The subgradient of the objective function is trivial to compute (\(\partial f(x)=(x-z)\)); writing \(x^{\sharp}\) the minimizer (with thus \(x^{\sharp}=\pi_{C}(z)\)), the FOC \(\eqref{FOC basic}\) in this particular problem simply reduces to

\[ \begin{eqnarray} 0 \,\in\, (x^{\sharp}-z) + N_{C}(x^{\sharp}) \quad\!\!\text{or equivalently}\quad\!\! z \in x^{\sharp}+N_{C}(x^{\sharp})\label{reduced FOC}. \end{eqnarray} \]

Using operator notations, the right-hand side can be written \(z\in (\mathbb I+N_{C})(x^{\sharp})\) where \(\mathbb I\) denotes the identity operator. Replacing \(x^{\sharp}\) by \(\pi_{C}(z)\) and re-arranging terms then gives

\[ \begin{eqnarray} \pi_{C}(z) &=& (\mathbb I + N_{C})^{-1}(z).\nonumber \end{eqnarray} \]

We have thus shown the classical relationship:

\[ \begin{eqnarray} \pi_{C} &\equiv& (\mathbb I+N_{C})^{-1}. \end{eqnarray} \]

\[ \begin{eqnarray} (x+\alpha u) - x &\in & N_{C}(x)\nonumber \end{eqnarray} \]

then, letting \(z:=(x+\alpha u)\), we have precisely \(z\in x+N_{C}(x)\) which is precisely the form in \(\eqref{reduced FOC}\) which is equivalent to \(x=\pi_{C}(z)\) and thus

\[ \begin{eqnarray} x &=& \pi_{C}(x + \alpha u), \quad (\alpha \ge 0, u\in N_{C}(x)).\nonumber \end{eqnarray} \]

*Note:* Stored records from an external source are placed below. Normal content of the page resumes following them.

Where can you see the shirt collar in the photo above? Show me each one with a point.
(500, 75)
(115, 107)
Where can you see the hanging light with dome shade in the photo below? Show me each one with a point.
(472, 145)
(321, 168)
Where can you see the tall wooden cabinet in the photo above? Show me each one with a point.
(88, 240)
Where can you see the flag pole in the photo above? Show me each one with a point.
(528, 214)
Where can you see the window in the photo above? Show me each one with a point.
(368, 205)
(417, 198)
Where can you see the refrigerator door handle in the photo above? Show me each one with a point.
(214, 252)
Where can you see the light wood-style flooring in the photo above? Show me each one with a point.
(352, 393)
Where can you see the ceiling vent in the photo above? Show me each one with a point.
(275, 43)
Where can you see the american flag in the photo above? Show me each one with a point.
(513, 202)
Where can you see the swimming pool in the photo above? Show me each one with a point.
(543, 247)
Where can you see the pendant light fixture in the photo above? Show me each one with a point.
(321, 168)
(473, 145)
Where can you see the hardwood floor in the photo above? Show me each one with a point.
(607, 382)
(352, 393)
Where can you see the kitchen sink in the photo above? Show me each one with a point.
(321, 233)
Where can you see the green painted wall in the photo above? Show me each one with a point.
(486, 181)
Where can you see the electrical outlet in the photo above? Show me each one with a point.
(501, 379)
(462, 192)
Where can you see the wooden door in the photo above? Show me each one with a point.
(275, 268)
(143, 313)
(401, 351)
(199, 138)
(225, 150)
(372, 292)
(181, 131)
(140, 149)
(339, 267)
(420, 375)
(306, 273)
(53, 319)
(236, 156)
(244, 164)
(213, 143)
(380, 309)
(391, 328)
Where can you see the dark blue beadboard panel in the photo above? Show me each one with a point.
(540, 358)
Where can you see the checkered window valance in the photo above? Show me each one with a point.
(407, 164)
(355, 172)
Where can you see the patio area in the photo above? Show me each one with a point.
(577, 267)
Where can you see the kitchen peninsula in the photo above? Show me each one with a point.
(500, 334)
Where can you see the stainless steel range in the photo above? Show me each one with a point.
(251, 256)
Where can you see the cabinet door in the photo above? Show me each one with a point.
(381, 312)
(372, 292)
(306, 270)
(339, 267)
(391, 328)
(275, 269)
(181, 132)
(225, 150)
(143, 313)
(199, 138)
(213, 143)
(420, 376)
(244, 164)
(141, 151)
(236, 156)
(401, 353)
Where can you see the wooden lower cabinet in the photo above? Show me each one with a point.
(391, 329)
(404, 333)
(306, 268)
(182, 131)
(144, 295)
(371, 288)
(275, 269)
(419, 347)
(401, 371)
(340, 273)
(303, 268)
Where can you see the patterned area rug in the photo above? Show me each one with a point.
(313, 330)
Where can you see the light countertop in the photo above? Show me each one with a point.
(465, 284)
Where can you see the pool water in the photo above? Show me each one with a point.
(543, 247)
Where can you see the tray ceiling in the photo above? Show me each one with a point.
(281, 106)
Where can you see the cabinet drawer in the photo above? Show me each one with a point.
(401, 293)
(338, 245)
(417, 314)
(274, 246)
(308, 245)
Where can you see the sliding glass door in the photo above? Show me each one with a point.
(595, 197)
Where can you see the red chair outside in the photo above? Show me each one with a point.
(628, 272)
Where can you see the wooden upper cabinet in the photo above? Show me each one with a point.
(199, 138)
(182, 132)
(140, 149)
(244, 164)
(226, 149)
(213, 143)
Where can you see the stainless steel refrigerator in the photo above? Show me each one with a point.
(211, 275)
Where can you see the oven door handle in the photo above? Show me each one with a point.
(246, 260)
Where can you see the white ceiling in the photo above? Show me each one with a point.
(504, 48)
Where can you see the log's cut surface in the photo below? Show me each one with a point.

The last thing to observe is that the FOC \(\eqref{FOC basic}\) indicates that \(-\nabla f(x^{\sharp})\in N_{C}(x^{\sharp})\). We have thus found ourselves a useful fixed-point form for the minimizer.

For any \(\alpha \ge 0\), a minimizer \(x^{\sharp}\) of the problem verifies the following fixed-point equation:

\[ \begin{eqnarray} x^{\sharp} &=& \pi_{C}(x^{\sharp}-\alpha \nabla f(x^{\sharp})). \end{eqnarray} \]

3. The algorithm

So, as we had said in the introduction of this blog, a big part of convex optimization is based on working out clever fixed-point equations verified by the minimizers and to then apply a fixed-point iteration. In this case it leads to the following algorithm.

The projected gradient descent (PGD) generates iteratively the sequence \(\{x_k\}\) via

\[ \begin{eqnarray} x_{k+1} &=& \pi_{C}(x_k-\alpha_{k} \nabla f(x_{k})) \end{eqnarray} \]

where \(\alpha_{k}>0\) is the step-size (ignoring the trivial case \(\alpha_k=0\)).

Roughly speaking, assuming that the \(\alpha_k\) are picked sensibly and under some regularity conditions on the problem, the method enjoys a rate \((f(x_k)-f(x^\sharp))=\mathcal O(k^{-1/2})\). This convergence with the square root of the number of iterations is actually a standard result for gradient-descent type methods.

4. Steepest descent

Beyond the fixed-point equation, it is well known that following the direction of the gradient is also a good idea since it is the local direction of maximum decrease of the function. Indeed, let us consider the unconstrained case and a small step from \(x\) to \(x-\delta\). A Taylor expansion of \(f\) around \(x\) gives

\[ \begin{eqnarray} f(x)-f(x-\delta ) &=& \langle \delta,\nabla f(x)\rangle + o(\|\delta\|) \end{eqnarray} \]

and for a sufficiently small \(\delta\), this difference is maximized when \(d=\nabla f(x)\).